Ein solches Ergebnis würde die Unterhaltsinteressen des Vaters erheblich verletzen. Er darf nicht mehr an die Mutter zahlen müssen, als ihm für die eigene Lebensführung verbleibt. Umgekehrt ist es der Mutter, die aufgrund ihrer Einkünfte in der Vergangenheit eine höhere Lebensstellung als der Vater erreicht hat, ebenso wie dem Vater zuzumuten, Abstriche vom erreichten Lebensstandard zu akzeptieren, ohne sogleich auf eigene Erwerbstätigkeit angewiesen zu sein.
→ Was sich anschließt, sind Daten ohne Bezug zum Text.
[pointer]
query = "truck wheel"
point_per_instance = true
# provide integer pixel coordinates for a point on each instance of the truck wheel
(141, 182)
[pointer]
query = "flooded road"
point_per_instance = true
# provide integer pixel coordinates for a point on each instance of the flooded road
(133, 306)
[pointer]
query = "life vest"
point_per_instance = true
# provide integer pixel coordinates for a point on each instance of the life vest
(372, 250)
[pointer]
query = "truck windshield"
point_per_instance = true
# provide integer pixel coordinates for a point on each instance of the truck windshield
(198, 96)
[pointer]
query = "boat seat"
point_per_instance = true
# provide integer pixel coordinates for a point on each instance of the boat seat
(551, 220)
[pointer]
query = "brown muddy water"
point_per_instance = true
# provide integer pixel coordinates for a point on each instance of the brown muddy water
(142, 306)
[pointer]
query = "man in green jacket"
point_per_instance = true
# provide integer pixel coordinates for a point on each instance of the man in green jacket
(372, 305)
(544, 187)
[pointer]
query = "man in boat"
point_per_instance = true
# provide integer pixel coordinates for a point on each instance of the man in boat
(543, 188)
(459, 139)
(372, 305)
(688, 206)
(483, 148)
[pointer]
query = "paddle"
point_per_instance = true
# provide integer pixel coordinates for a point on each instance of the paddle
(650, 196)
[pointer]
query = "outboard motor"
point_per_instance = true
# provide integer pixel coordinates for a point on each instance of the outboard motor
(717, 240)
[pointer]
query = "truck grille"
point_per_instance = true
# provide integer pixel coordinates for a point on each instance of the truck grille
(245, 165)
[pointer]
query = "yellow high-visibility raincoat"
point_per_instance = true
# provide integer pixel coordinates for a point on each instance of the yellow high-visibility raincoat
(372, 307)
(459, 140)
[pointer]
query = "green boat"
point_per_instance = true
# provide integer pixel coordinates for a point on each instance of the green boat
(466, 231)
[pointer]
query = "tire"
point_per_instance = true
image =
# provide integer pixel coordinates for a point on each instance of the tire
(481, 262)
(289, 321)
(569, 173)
Daher eine Begrenzung in oben aufgeführtem Sinne durch eine entsprechende Heranziehung des beim Ehegattenunterhalt geltenden Halbteilungsgrundsatzes vorzunehmen. Ihr Bedarf ist auf die Hälfte des für ihren Unterhalt zur Verfügung stehenden Einkommens des Vaters zu begrenzen. Im Falle von Erwerbstätigeneinkommen nach Abzug des Erwerbstätigenbonus.

Setzt man den Erwerbstätigenbonus mit 1/7 an, so beträgt der Bedarf also (6/7 geteilt durch 2 = )3/7 des bereinigten Einkommens des Vaters. Im Beispielsfall ist also der korrigierte Bedarf der Mutter (abzüglich Erbwerbstätigenbonus) 1.500 €. Mittlerweile hat auch der BGH diese entsprechende Heranziehung des Halbteilungsgrundsatzes übernommen.